The problem with this is the fact that "common design" only seems to appear when there is evidence for inheritance through common ancestry (a fact that is a very robustly shown through empirical data). On the other hand, when we look at the anti-freeze proteins of Antarctic notothenioid and cod, fish which are separated by hundreds of millions of years (probably didn't get the protein from a common ancestor), we find that while the proteins are vaguely similar, the genetic sequences are entirely different. So, why didn't the designer "re-use designs" in this case? Clearly, they evolved the antifreeze proteins independently through a blind process of evolution, explaining the large differences between them.
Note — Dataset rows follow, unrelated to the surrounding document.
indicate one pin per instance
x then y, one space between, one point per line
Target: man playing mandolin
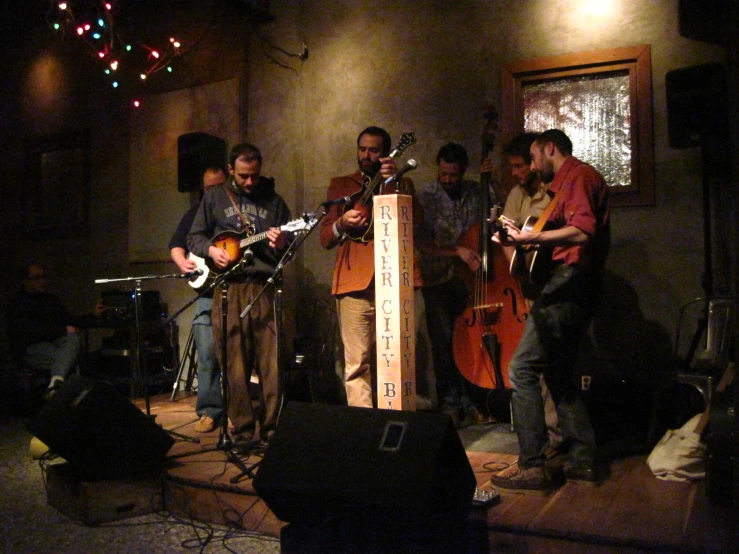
350 229
247 203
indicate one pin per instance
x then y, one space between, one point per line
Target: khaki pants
251 346
357 326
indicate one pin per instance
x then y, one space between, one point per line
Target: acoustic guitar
531 264
234 244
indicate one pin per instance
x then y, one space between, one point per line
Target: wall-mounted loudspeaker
326 460
100 432
696 105
195 152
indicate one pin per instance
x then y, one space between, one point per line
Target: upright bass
487 333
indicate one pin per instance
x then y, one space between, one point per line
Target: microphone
410 165
345 201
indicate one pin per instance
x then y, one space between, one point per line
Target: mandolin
363 202
234 243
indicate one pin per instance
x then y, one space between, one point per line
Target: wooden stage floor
632 511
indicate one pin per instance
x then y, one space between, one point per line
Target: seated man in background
42 334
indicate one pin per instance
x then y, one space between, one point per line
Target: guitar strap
238 210
544 217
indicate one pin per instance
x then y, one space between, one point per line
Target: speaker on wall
696 104
326 460
196 151
100 432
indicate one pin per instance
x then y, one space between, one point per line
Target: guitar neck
367 194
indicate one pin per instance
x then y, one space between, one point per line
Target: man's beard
370 169
546 174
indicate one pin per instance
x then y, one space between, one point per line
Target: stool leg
192 367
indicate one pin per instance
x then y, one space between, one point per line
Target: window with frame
602 101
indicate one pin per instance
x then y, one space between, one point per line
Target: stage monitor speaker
326 461
696 105
196 151
100 432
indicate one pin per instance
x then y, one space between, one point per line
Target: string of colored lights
94 23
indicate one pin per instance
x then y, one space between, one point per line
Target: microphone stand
139 368
275 280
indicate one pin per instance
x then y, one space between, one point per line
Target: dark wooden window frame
637 61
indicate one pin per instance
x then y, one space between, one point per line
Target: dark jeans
444 303
549 345
209 401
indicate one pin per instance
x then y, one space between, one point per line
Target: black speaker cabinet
100 432
326 460
696 105
196 151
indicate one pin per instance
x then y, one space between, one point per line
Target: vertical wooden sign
394 302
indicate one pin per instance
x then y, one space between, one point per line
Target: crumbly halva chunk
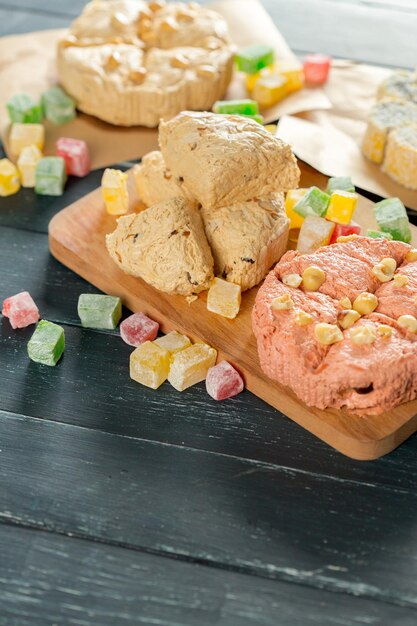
166 246
223 159
247 238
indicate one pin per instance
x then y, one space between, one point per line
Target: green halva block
24 110
97 311
50 176
392 218
314 202
47 343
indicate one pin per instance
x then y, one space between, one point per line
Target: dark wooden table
122 506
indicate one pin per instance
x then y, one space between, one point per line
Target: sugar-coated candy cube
344 230
291 199
292 71
22 108
392 218
27 163
75 154
137 329
341 206
340 183
223 381
313 202
314 233
149 365
47 343
236 107
58 107
173 342
378 234
223 298
190 366
254 58
50 176
9 178
270 89
316 68
114 191
98 311
21 310
22 135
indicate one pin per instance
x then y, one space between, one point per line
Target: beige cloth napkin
27 63
330 140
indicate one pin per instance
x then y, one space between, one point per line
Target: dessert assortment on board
390 139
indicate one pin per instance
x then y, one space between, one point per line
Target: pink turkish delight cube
316 69
21 310
75 154
223 381
138 328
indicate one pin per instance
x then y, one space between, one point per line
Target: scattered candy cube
223 381
21 310
270 89
114 191
291 199
190 366
58 107
23 109
314 233
236 107
292 71
378 234
341 206
254 58
27 163
47 343
392 218
223 298
313 202
97 311
9 178
50 176
149 365
340 183
23 135
137 329
173 342
316 69
343 230
75 154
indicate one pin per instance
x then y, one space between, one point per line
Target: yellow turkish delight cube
114 191
27 162
270 89
223 298
292 71
23 135
291 199
341 207
9 178
149 365
173 342
190 366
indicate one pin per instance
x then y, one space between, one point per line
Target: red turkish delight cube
138 328
223 381
21 310
75 154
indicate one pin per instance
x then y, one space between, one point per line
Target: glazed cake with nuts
131 62
342 339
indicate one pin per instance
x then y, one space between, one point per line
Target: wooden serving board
76 237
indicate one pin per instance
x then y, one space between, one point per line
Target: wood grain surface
77 239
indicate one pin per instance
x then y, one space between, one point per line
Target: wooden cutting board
76 237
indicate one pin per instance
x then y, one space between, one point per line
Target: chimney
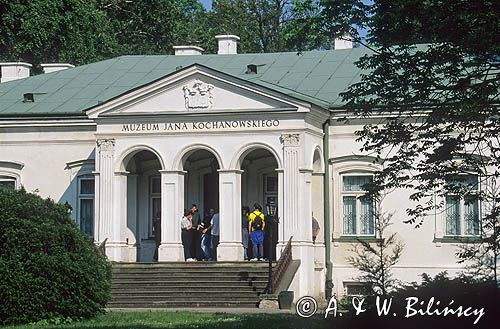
228 43
48 68
188 50
343 44
14 71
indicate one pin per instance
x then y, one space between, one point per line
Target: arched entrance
259 183
143 203
201 187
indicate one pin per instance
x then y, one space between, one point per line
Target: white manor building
133 137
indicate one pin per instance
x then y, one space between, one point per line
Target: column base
118 251
230 252
171 252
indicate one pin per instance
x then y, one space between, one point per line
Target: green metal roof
313 76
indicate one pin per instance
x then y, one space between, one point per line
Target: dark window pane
8 184
86 186
156 185
271 184
87 216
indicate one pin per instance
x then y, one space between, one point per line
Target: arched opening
201 187
259 183
143 203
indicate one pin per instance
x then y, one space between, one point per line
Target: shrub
48 268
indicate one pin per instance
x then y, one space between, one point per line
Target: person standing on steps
196 220
256 225
186 235
205 235
214 227
244 231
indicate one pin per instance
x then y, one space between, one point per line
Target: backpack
257 223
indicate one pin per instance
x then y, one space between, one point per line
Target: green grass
175 320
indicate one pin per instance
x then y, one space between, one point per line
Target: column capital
230 171
122 173
178 172
290 139
106 144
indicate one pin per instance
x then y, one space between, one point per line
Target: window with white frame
86 192
155 203
357 209
7 182
462 209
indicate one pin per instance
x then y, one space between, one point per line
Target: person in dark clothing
244 231
196 219
205 240
186 235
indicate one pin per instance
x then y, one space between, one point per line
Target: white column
172 208
291 200
281 236
297 188
104 197
116 247
230 247
305 234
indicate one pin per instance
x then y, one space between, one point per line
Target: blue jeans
214 244
205 245
258 251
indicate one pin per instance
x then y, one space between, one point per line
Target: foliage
433 295
48 268
429 95
376 259
199 320
42 31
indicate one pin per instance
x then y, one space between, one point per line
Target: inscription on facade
200 125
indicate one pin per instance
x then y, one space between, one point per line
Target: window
155 202
7 182
270 189
86 204
357 209
462 211
357 289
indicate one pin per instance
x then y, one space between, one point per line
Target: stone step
182 294
242 287
187 284
176 304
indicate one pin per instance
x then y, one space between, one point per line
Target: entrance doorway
201 187
259 183
143 204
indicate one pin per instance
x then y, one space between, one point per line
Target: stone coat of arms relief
198 95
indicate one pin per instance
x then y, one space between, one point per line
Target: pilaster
230 247
172 208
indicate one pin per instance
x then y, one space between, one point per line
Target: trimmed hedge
48 268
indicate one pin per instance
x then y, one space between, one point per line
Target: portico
225 155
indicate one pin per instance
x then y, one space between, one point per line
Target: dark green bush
48 268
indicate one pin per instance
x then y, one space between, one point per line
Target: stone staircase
188 284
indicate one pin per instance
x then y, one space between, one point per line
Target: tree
142 27
376 259
54 31
49 270
429 94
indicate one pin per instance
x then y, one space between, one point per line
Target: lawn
153 320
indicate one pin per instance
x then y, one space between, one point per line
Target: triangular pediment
196 89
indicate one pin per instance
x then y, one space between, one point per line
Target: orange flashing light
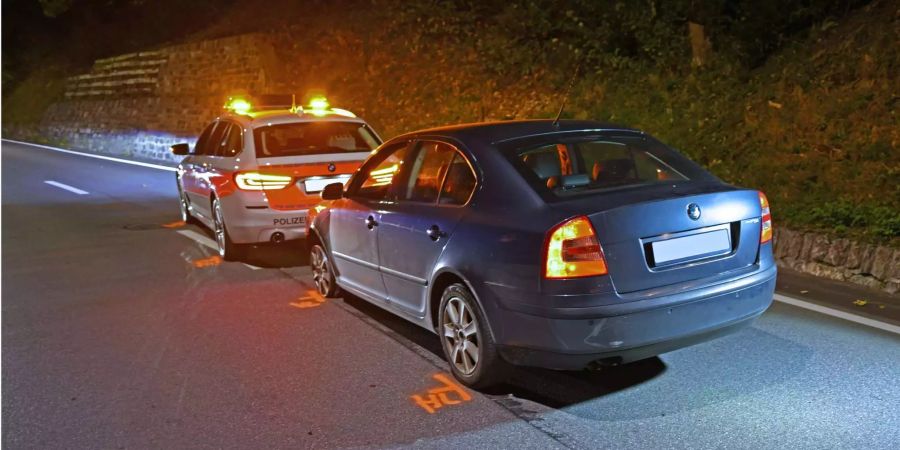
765 233
573 251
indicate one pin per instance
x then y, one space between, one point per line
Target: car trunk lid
649 239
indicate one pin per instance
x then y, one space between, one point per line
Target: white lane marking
66 187
839 314
90 155
206 242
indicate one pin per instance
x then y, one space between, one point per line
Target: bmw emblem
694 211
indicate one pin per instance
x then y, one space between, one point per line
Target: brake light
765 234
573 251
255 181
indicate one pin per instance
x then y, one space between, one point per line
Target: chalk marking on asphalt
312 300
89 155
838 313
66 187
206 242
439 397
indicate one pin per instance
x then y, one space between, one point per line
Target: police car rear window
313 138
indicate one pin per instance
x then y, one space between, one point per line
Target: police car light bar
318 106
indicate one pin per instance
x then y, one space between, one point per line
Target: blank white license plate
317 184
693 246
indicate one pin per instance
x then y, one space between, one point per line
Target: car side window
215 140
459 183
380 174
428 171
203 140
232 144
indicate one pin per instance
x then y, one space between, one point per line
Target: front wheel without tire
228 250
467 341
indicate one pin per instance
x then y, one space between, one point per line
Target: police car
257 169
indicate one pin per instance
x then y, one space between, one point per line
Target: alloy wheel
460 335
185 209
321 273
219 223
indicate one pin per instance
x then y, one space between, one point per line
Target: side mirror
181 149
333 191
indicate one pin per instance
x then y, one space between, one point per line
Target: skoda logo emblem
694 211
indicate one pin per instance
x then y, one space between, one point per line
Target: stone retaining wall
874 266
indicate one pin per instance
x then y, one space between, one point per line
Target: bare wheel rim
460 335
321 274
219 223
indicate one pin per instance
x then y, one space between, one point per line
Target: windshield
313 138
587 165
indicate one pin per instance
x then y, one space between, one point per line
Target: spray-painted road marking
839 314
312 300
206 242
213 260
66 187
439 397
88 155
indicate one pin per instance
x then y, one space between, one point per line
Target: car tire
323 271
184 204
228 250
463 327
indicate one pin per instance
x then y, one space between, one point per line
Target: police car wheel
323 274
228 250
467 342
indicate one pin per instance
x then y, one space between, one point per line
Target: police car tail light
255 181
765 233
573 251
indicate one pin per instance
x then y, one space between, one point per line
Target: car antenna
566 95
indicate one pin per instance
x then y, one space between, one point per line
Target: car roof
498 132
282 116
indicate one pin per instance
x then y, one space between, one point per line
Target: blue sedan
563 245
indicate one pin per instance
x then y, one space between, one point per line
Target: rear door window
213 147
586 165
203 140
459 183
428 171
232 143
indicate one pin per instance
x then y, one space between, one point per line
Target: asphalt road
121 329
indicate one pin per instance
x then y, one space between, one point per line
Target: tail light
255 181
765 234
573 251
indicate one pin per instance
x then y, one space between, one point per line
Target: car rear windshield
589 165
313 138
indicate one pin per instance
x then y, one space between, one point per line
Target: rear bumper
249 219
695 316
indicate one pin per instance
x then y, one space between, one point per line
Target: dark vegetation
796 97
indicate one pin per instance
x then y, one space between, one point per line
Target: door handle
371 222
435 233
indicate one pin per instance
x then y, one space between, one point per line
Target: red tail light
255 181
572 250
765 234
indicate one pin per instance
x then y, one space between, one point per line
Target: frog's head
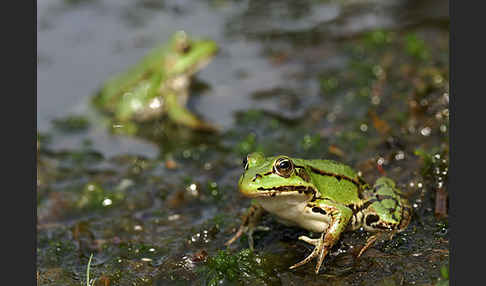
387 209
274 176
187 55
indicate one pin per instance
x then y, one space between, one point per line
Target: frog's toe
319 251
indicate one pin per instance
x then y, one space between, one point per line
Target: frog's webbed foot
372 239
320 251
249 226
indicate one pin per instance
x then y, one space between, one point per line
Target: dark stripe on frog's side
302 173
338 177
300 189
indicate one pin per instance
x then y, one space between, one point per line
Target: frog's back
335 181
129 80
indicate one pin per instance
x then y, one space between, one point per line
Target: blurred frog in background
158 85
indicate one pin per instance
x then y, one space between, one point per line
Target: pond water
362 82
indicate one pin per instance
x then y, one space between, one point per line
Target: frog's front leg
340 216
249 225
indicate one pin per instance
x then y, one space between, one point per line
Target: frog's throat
286 191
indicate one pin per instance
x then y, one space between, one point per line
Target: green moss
244 267
71 124
416 47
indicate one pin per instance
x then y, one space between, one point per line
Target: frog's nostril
256 177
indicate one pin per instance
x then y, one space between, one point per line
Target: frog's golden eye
283 167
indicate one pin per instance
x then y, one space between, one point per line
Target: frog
158 85
322 196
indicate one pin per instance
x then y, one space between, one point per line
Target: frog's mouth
286 191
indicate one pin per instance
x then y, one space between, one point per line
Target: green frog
159 84
322 196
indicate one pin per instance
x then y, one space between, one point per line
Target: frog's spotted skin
321 196
159 83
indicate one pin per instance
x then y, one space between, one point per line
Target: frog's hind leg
340 216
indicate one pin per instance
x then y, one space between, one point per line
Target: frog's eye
283 167
245 163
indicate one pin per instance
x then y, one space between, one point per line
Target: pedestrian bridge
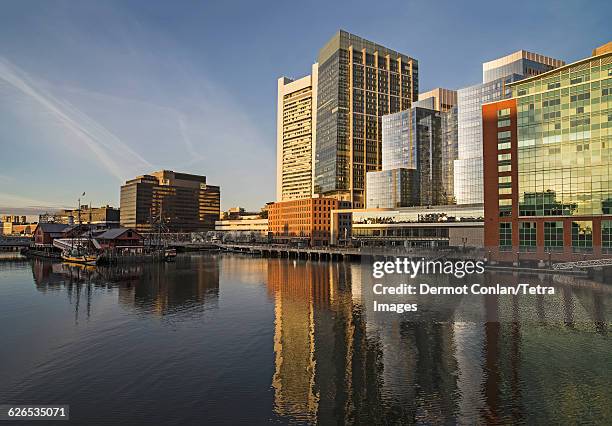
583 264
346 253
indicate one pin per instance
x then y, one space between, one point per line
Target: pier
348 253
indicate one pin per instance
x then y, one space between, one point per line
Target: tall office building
181 201
548 165
497 74
411 172
450 146
444 99
296 136
359 82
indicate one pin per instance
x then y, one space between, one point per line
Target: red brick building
547 177
306 220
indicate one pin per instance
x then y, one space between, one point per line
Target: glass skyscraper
548 171
412 161
358 82
497 74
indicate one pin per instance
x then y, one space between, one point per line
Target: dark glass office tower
412 161
449 153
359 82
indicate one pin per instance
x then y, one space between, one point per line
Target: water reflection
336 361
190 283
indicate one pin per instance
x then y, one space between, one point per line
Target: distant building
118 239
411 161
496 76
359 82
14 219
306 221
17 229
426 227
547 166
45 233
444 99
183 202
104 215
245 228
295 136
450 145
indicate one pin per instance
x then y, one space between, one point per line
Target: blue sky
93 93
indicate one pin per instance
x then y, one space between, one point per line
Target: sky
93 93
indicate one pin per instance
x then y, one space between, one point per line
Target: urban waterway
230 339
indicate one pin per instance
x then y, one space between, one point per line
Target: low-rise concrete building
437 226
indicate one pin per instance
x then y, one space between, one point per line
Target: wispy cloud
102 143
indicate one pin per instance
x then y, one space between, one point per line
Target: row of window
581 236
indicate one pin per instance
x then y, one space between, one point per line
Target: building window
606 236
582 236
503 140
503 117
527 236
553 236
505 207
505 236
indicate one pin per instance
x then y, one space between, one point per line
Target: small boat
76 257
169 255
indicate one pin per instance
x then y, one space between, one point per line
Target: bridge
346 253
583 264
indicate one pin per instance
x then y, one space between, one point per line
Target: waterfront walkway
346 253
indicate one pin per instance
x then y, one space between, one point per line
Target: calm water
221 339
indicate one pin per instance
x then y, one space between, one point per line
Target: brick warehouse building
307 220
547 166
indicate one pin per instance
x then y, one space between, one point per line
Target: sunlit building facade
359 82
444 99
497 75
548 169
295 136
178 202
411 161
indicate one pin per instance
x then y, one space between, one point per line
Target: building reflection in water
338 362
190 283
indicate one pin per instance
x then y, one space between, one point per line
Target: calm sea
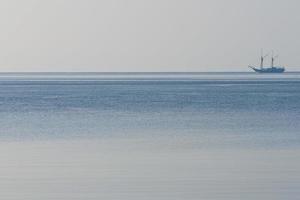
149 136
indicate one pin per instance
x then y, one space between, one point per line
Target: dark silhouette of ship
272 69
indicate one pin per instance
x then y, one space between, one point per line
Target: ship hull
271 70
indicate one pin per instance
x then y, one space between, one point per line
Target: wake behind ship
272 69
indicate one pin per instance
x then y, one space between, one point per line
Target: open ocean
140 136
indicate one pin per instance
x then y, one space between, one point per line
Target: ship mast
273 58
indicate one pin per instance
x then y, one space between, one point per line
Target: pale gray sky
146 35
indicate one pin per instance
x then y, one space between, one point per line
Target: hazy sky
146 35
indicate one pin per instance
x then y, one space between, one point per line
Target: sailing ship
272 69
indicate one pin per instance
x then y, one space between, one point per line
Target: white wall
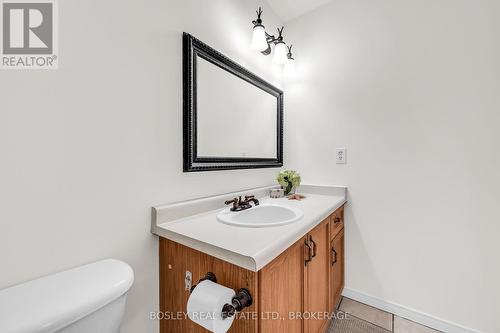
86 150
412 90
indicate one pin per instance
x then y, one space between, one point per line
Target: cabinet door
281 285
337 268
317 291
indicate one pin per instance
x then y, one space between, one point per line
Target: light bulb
259 41
289 67
280 53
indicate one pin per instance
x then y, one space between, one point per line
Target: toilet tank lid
55 301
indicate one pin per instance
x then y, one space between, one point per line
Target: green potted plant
289 180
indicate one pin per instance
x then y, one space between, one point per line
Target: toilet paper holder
241 300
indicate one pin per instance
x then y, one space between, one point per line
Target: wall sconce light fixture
262 41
"Was the Ford Pinto, with all its imperfections revealed in crash tests, not designed?"

The biggest problem with this argument is this: IDists are really trying to argue that God is the designer. When they admit instances of poor design, they fall back on the "poor design doesn't mean no design". But poor design does rule-out design by super-intelligent entities (i.e. God), thus undermining their own not-so-secret agenda - to claim that God did it. Maybe it's me, but if someone told me that an "intelligent designer" made the ford pinto, I'd rule out God as the designer pretty quickly. I'm sure they're hoping that other people don't follow the logical conclusion of "poor design" and conclude that incompetent aliens did the designing instead of God.

Posted by: BC | November 20, 2006 3:02 AM

#2
Was the Ford Pinto, with all its imperfections revealed in crash tests, not designed?

Of Pintos and People

Posted by: Robert O'Brien | November 22, 2006 6:00 PM

#3

As someone who studies rhetoric of science, I find this irony-rich analogy absolutely delicious. Thanks for calling attention to it.